Rheumatoid arthritis (RA) is a chronic, systemic, progressive autoimmune disease. The vascular permeability of inflamed joints in RA makes it a natural candidate for passive targeting, similar to the enhanced permeability and retention (EPR) effect in solid tumors. Thus, various therapeutic drugs have been encapsulated in nanocarriers to achieve longer in vivo circulation times and improve RA targeting. Although liposomes are the most widely used nanocarriers for RA treatment, the effects of physical and chemical characteristics of liposomes, such as particle sizes, surface charge, polyethylene glycol (PEG) chain length, and PEG concentration, on their passive RA targeting effect have not been fully elucidated. Here, we systematically investigated the effects of physical and chemical properties of liposomes on circulation time and conducted preliminary studies on their passive targeting mechanisms. A series of liposomes with different particle sizes (70, 100, 200, and 350 nm), surface charges (positive, negative, slight positive, and slight negative), PEG chain lengths (1, 2, and 5 kDa), and concentrations (5, 10, and 20% w/w of total lipid) were prepared by lipid film dispersion and extrusion. The pharmacokinetics of liposomes with different formulas were evaluated with a fluorescence microplate reader. A collagen-induced arthritis (CIA) mouse model was utilized to mimic RA pathological conditions and to evaluate the targeting and efficacy of liposomes with different properties using a near-infrared fluorescence imaging system. Uptake of fluorescent liposomes by various synovial cells was measured by flow cytometry. The results indicated that liposomes with 100 nm diameter, a slight negative charge, and 10% incorporation of 5 kDa PEG had better in vivo circulation time and inflamed joint targeting than did other liposomes. Dexamethasone (Dex) was encapsulated into optimized liposomes as an active ingredient for RA treatment. Pharmacodynamic studies demonstrated that Dex liposomes could significantly improve the antiarthritic efficacy of Dex in a CIA mouse model of RA. This study also found that the retention mechanism of RA was mainly increased because of the uptake of liposomes by fibroblasts and macrophages in inflamed joints. This study provides a persuasive explanation for passive RA targeting by liposomes and advances our ability to treat RA with nanomedicine.
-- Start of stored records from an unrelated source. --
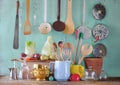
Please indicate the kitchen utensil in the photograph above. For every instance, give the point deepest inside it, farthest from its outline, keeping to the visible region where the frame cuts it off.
(27, 25)
(16, 34)
(79, 41)
(55, 50)
(59, 25)
(69, 25)
(99, 50)
(84, 29)
(75, 77)
(67, 51)
(99, 11)
(60, 45)
(85, 50)
(94, 62)
(45, 27)
(77, 69)
(100, 32)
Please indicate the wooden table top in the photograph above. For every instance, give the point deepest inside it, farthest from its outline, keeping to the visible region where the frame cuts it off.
(4, 80)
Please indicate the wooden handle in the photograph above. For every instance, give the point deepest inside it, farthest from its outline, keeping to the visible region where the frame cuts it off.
(69, 9)
(58, 16)
(18, 4)
(27, 8)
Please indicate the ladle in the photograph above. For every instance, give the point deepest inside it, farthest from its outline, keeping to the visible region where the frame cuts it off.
(27, 26)
(69, 24)
(45, 27)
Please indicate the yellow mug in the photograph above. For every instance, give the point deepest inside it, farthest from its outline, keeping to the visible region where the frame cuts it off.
(77, 69)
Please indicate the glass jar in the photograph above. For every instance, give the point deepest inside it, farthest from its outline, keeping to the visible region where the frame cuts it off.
(24, 71)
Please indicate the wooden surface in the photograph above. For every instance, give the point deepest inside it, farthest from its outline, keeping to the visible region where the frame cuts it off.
(4, 80)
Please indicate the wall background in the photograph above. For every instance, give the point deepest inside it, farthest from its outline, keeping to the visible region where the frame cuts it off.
(7, 24)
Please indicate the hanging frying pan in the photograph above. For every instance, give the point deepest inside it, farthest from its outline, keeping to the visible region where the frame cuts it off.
(100, 31)
(99, 11)
(69, 25)
(99, 50)
(84, 29)
(59, 25)
(45, 27)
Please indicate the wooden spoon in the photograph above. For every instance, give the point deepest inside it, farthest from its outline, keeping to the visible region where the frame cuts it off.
(59, 25)
(69, 27)
(85, 50)
(27, 26)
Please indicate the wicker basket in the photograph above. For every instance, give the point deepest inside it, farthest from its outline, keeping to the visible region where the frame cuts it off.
(95, 62)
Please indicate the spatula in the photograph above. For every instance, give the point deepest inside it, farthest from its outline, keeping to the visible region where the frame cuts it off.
(69, 25)
(84, 29)
(27, 25)
(16, 35)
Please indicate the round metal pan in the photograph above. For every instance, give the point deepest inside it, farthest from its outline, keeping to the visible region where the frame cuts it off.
(99, 11)
(100, 31)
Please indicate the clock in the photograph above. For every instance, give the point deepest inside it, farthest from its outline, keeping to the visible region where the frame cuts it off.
(100, 31)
类风湿关节炎(RA)是一种慢性、系统性、进行性自身免疫性疾病。RA 炎症关节的血管通透性使其成为被动靶向的理想候选者,类似于实体瘤中的增强通透性和滞留(EPR)效应。因此,各种治疗药物已被包裹在纳米载体中,以实现更长的体内循环时间并改善 RA 靶向性。尽管脂质体是治疗 RA 最广泛使用的纳米载体,但脂质体的物理和化学特性,如粒径、表面电荷、聚乙二醇(PEG)链长和 PEG 浓度,对其被动 RA 靶向效果的影响尚未得到充分阐明。在这里,我们系统地研究了脂质体的物理和化学性质对循环时间的影响,并对其被动靶向机制进行了初步研究。通过脂质膜分散和挤出法制备了一系列具有不同粒径(70、100、200 和 350nm)、表面电荷(正、负、轻微正和轻微负)、PEG 链长(1、2 和 5kDa)和浓度(5、10 和 20%w/w 总脂质)的脂质体。用荧光微孔板读数器评估不同配方脂质体的药代动力学。利用胶原诱导性关节炎(CIA)小鼠模型模拟 RA 病理条件,并用近红外荧光成像系统评估具有不同性质的脂质体的靶向性和疗效。通过流式细胞术测量各种滑膜细胞对荧光脂质体的摄取。结果表明,粒径为 100nm、带轻微负电荷且 PEG 含量为 10%(分子量为 5kDa)的脂质体具有更好的体内循环时间和炎症关节靶向性。地塞米松(Dex)被包裹在优化的脂质体中作为 RA 治疗的活性成分。药效学研究表明,Dex 脂质体可显著改善 RA CIA 小鼠模型中 Dex 的抗关节炎疗效。该研究还发现,RA 的保留机制主要是由于炎症关节中的成纤维细胞和巨噬细胞摄取了脂质体。这项研究为脂质体对 RA 的被动靶向提供了有说服力的解释,并提高了我们用纳米医学治疗 RA 的能力。